Amazon Kinesis Streams is managed service hosting by AWS that provides a pipeline for continuous streaming of various types of data between data producers and data consumers. Data producers emit message data that flows through Kinesis Streams and is then consumed by the data consumers.
The messages that flow through Kinesis can include logs, streaming metrics, notifications, or almost any other type of data. From there, Kinesis can expose that data for data consumers, which could ingest, store, or process that data for analysis with various data analytics tools.
This is Part 1 of a two-part post. In this post, we’re going to dive into the metrics provided by Amazon when using Kinesis; give a brief description of what each means; and try to cover some of the best practices surrounding the metrics provided by Kinesis and Metricly.
Kinesis Streams Monitoring Metrics
Simply put, collected metrics are those provided by your infrastructure, middleware, and applications. These are the standard metrics with which most technical teams are familiar, such as CPU, disk, or network usage, as well as service-specific metrics like those that will be discussed in this post.
In November of 2016, Metricly announced an updated Quick Start Package for Kinesis. AWS and Metricly provide several different metrics to help monitor your message pipeline and the application stack that utilizes it. Each of these are covered briefly below.
Kinesis Streams Collected Metrics
The metrics provided by Amazon and Metricly for Kinesis are listed below.
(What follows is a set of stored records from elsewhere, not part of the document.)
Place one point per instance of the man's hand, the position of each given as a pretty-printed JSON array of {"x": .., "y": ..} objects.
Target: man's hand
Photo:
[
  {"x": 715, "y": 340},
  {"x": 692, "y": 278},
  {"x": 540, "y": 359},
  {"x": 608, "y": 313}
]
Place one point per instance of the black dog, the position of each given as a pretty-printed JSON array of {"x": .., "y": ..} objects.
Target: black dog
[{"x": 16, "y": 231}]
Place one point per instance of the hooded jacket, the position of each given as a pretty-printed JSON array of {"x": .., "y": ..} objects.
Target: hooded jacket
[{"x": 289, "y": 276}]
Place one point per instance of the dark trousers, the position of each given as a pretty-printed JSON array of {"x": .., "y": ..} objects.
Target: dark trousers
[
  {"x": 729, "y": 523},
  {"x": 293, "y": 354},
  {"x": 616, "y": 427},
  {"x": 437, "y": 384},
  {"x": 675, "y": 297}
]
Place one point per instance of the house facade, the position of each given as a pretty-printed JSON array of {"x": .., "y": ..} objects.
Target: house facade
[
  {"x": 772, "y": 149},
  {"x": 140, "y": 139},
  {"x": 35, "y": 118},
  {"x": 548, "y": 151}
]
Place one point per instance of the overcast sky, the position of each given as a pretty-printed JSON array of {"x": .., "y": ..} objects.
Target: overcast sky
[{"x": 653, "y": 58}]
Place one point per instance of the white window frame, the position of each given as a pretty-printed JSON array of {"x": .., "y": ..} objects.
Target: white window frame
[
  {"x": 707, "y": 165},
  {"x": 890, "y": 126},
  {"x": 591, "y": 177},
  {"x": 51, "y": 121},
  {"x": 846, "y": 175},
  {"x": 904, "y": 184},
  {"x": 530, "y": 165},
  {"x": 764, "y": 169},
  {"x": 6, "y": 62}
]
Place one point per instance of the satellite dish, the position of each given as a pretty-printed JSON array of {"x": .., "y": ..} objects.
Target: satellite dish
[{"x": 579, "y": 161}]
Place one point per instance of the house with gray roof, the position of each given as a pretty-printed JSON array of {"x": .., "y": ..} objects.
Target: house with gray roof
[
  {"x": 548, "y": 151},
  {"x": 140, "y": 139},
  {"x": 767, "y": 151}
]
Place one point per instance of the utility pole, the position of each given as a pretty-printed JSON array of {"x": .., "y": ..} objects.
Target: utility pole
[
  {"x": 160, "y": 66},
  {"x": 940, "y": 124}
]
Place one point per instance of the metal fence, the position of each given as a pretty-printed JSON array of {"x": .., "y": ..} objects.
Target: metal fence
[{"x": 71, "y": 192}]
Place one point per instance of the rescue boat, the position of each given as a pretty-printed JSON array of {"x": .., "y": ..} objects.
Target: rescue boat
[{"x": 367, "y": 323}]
Key metrics to watch are specifically mentioned in the list.
- GetRecords.Bytes is the number of bytes retrieved from a Kinesis stream over a given time period by a single GetRecords request.
- GetRecords.IteratorAgeMilliseconds is the age in milliseconds of the last record retrieved from a stream by all GetRecords requests. The lower this metric the better, as a zero value indicates that records read by consumers are current with the stream.
- GetRecords.Latency tells how long in milliseconds it takes for GetRecords requests to complete during a given time period. Higher latency may indicate problems reading records from the stream.
- GetRecords.Records is the count of records retrieved from a shard over a given time period for a single GetRecords request.
- GetRecords.Success is the count of successful GetRecords performed per stream over a given time period.
- IncomingBytes is the number of bytes that are put into a stream by all PutRecord and PutRecords requests made to the stream over a given time period. This is a key metric to watch. Expect this to correlate very closely with the sum of data (in bytes) output by all of your producers using the PutRecord and PutRecords requests to the stream.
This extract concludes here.